Ignatieff graduated from the University of Toronto and received his Ph.D. from Harvard University, where he is now the Carr Professor of Human Rights Practice and Director of the Carr Center of Human Rights Policy. He has taught at Harvard, Cambridge, Oxford, the University of California, the University of London, and the London School of Economics. His books have won numerous awards, including the Governor General’s Award for Non-Fiction.

Initially, Michael Ignatieff was a supporter of the war on Iraq. Since the invasion however, like many others, he has had some second thoughts. Over the course of his talk, he attempted to explain them.

“We were looking at a gathering threat. Not imminent; gathering,” he said of Iraq prior to the United States’ most recent war. In examining his assumptions at that time, Ignatieff said he had trusted the American government to have good intelligence sources within Iraq.

“Don’t trust big powers when they tell you ‘we’ve got intelligence,'” he said. “They drove in the dark.”

Ignatieff also criticized the antiwar movement, particularly the popular slogan, “no blood for oil.”

“A great power that doesn’t fight for its oil supplies will not be a great power very long,” he said, also pointing out that if oil was its only concern, the United States would not need to go to war with Iraq to get it.

But ultimately, Ignatieff said he wasn’t out to redirect blame.

“I can’t finger them and not finger myself here,” he said, and later, “I feel I can’t just keep saying ‘Well, they screwed it up; it’s not my fault.'”

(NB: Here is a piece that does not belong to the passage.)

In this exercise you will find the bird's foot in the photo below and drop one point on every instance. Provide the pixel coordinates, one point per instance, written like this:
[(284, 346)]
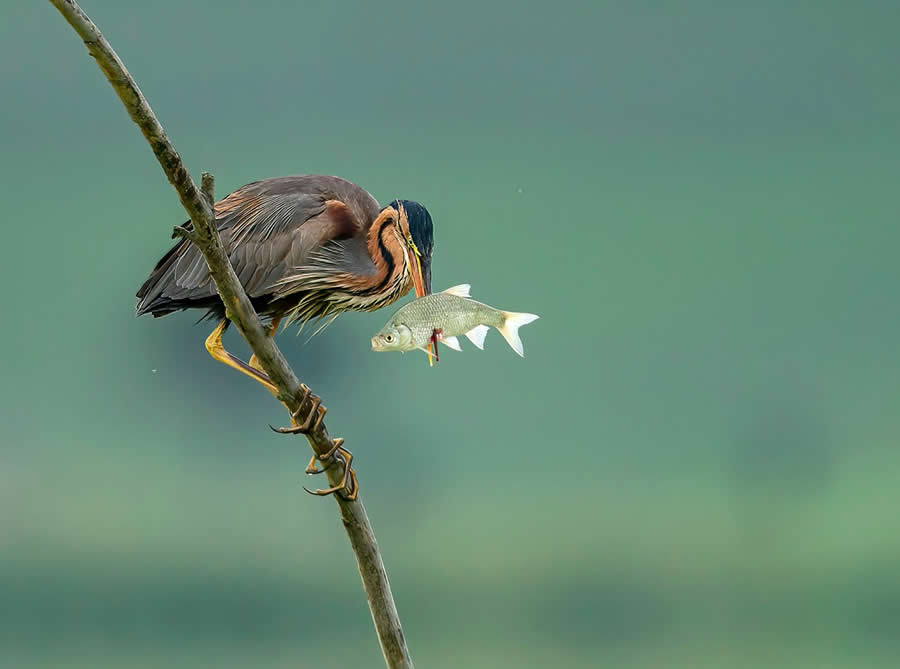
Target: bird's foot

The event was organized by the Cambodian Genocide Group, in cooperation with the Munk Centre and the Asian Institute at U of T. The Cambodian Genocide Group is a student organization with dual purposes, as the organizers explained.

“We look backwards, we look at history, but we also are a proactive group. We look at genocide right now,” explained Andrew Hasder, an organizer of the event.

On why they decided to run the speaker series, Kartick Kumar, another organizer, said, “We wanted to bring to the life of the university some interesting speakers on those topics that we wanted to raise.”

“He crystallizes everything and puts everything into perspective in a way that you didn’t really think about before,” Kumar said of Ignatieff’s talk.

“He’s begun to articulate such an incredibly deep and complex set of issues, and I think the structure he brings to that debate is really helpful,” added Hasder.